The initial batch of assays have been returned from the first 11 holes (954m) of a 54-hole (4,525m) programme completed at the Kingsley Prospect, which was discovered by Kingston in 2018. The programme has proved very successful with all 11 drill holes reported to date returning multiple intervals of gold mineralisation at >0.5g/t Au (Table 1).
Managing Director, Andrew Corbett, said these initial results support the evolving mineralisation model, developed from knowledge gained from a structural geological review conducted over the wider Livingstone Project, including Kingsley, in late 2019.
Further drilling is planned at the Stanley, Homestead and Winja prospects in September.
Mr Corbett said that importantly, to date, only 800m of this initial discovery has been meaningfully drilled – with the mineralisation currently remaining open to the north-west and east, where a 1.2km strike length of known mineralisation is yet to be fully tested.
“Our 2020 exploration programme at Livingstone is off to a flying start, with the first batch of assays from the recently completed RC programme returning some outstanding high-grade intercepts, in several cases within broader widths of significant mineralisation. I am looking forward to receiving further results in the coming weeks,” Mr Corbett said.
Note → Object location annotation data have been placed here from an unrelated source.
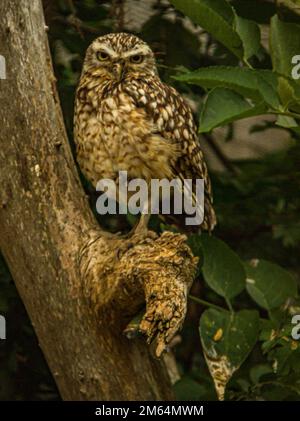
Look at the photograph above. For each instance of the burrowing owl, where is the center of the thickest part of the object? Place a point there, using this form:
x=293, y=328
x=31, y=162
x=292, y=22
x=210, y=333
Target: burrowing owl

“We are also looking forward to getting back into drilling at Livingstone in relatively short order to complete the co-funded drilling at the Stanley target and to undertake some further drilling at the Homestead Deposit, which hosts an historic shallow 49,900oz Au (JORC 2004) Resource, as well as at the high-grade Winja prospect, which is where Kingston first drilled at Livingstone after acquiring the project in 2017.
“The continuing exploration program at Livingstone will run concurrently with ongoing mining studies at the flagship 3.2Moz Misima Gold Project in Papua New Guinea, where PFS work continues to make strong progress.”
The final results from the current programme will be incorporated with results from prior RC drilling, the data from the favourable preliminary metallurgical test work and the diamond drilling programme – all completed by the company in 2019. Kingston ultimately intends this data to underpin a maiden JORC compliant Mineral Resource Estimate (MRE) for the Kingsley Prospect.
The planned co-funded drilling at Stanley Deeps through R21 of the WA Government Exploration Incentive Scheme was suspended due to difficulties with ground conditions. Kingston now aims to complete this drilling in September. This will be followed by a ~1,000m RC programme at the Homestead Deposit, which hosts an historic shallow 49,900oz Au (JORC 2004) Resource, and the high grade Winja prospect to the south.